I cover my discomfiture with confident small talk of the financial matters I have arranged to get us through a half year of split checking accounts, mortgage and rent payments. I call to ascertain the status of the second note on our home that will pay off all the bills and both the cars. Then I run through the paper ballet which will support the home in my absence:
”Remember, Honey: I have written all the checks for the rent and the mortgage and your allowance. Deposit the allowance check on the 15th of every month. The rent and the mortgage payments get mailed on the on the 1st. The proceeds from the land sale will give you a cushion in the green checkbook. I’m taking the blue checkbook. I’ll try to call from Spain and remember to write down any questions you might have. If you need a new washer or something, just go ahead and buy it. Don’t sweat the small stuff. Couldn’t be simpler.”
She looks doubtful and the conversation founders on the vastness of the gulf which will soon separate us.
Outside, the weather is Jacksonville fall. Humid, but there is a hint of chill in the air. In side there is a last, very poignant love making in the big empty white house. After, as I throw bags in the car she says she wants the radio left on so she won’t return to a silent house. We hold hands most of the way out to Mayport.
Traffic is light and she looks very pretty in her new red dress. When we arrive at the pier there are knots of couples talking or embracing among the platoons of cars. We kiss a few times. It isn’t going to get any better. I tell her I love her, pick up my duffel and walk up the brow to the quarterdeck. I face aft and salute the flag and then salute the
Officer of the Deck, who obviously has been seeing a lot of stressed-out people coming up the ramp.
”I report my return onboard, Sir,” I say crisply.
”Very well” he says and returns my salute. I hop down onto the quarterdeck and turn back to look at the parking lot. She is standing next to the silver Taurus wagon.

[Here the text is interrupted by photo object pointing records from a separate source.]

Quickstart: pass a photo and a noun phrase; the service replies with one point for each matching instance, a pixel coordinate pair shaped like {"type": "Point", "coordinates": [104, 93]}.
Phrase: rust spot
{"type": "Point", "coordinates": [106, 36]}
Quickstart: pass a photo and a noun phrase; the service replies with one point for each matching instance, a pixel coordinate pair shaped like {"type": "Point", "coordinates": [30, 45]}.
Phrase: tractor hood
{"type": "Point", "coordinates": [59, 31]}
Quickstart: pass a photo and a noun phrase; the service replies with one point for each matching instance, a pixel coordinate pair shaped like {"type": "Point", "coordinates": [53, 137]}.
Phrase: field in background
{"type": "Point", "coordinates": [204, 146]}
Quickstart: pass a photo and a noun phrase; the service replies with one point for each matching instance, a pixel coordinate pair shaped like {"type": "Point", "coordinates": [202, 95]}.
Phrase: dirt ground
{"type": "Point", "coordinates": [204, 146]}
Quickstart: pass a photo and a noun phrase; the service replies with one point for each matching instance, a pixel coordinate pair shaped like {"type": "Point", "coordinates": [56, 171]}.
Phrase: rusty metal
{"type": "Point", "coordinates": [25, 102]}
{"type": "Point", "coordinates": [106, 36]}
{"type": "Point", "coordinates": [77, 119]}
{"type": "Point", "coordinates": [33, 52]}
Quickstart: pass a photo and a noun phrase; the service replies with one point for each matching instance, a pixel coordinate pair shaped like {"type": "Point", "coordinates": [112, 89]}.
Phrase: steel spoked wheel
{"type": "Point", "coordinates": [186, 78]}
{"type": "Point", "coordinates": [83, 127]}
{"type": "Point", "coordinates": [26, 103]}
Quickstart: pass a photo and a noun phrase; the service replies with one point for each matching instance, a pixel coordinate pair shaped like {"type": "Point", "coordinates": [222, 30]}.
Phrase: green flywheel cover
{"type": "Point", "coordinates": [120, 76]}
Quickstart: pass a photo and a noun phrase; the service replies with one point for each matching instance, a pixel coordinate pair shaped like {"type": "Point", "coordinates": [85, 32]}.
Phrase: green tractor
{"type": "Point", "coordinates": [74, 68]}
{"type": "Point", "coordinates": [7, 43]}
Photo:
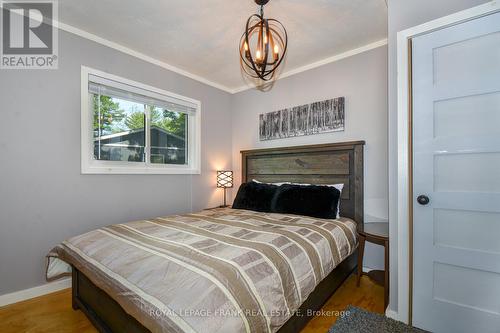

I can see the brilliance of her dress against the dirty white of the cracked concrete. I wave and then point at her. I sign a heart, then a steering wheel, followed by circular motions next to my head.
I love you, you are driving me crazy. See you in Paris.
I take a last look at the beach at Mayport, the gulls wheeling over the channel of the St. John’s river and then turn and walk through the hatch into the hangar bay. See you next year, America.
I walk forward through the Air Intermediate Maintenance (AIMD) tunnel and up two ladders to the 02 level and my stateroom. You have to ease into these things, I tell myself. I stow away my Cup o’ Soups, pistachio nuts and underwear. I lay down on my rack, just to see what the next six months were going to feel like.
I look at the creamy green paint on the bottom of the rack above me and can feel the edges of my own narrow sanctuary against each shoulder. It feels chilly and it looks like steel all around. I listen to a new tape I had bought…Indigo Girls…and thus fortified, lock the place up and go to work.
The ship departs at 1243 local, 03 November, 1989. At last the clock is running, not toward Separation but to Return.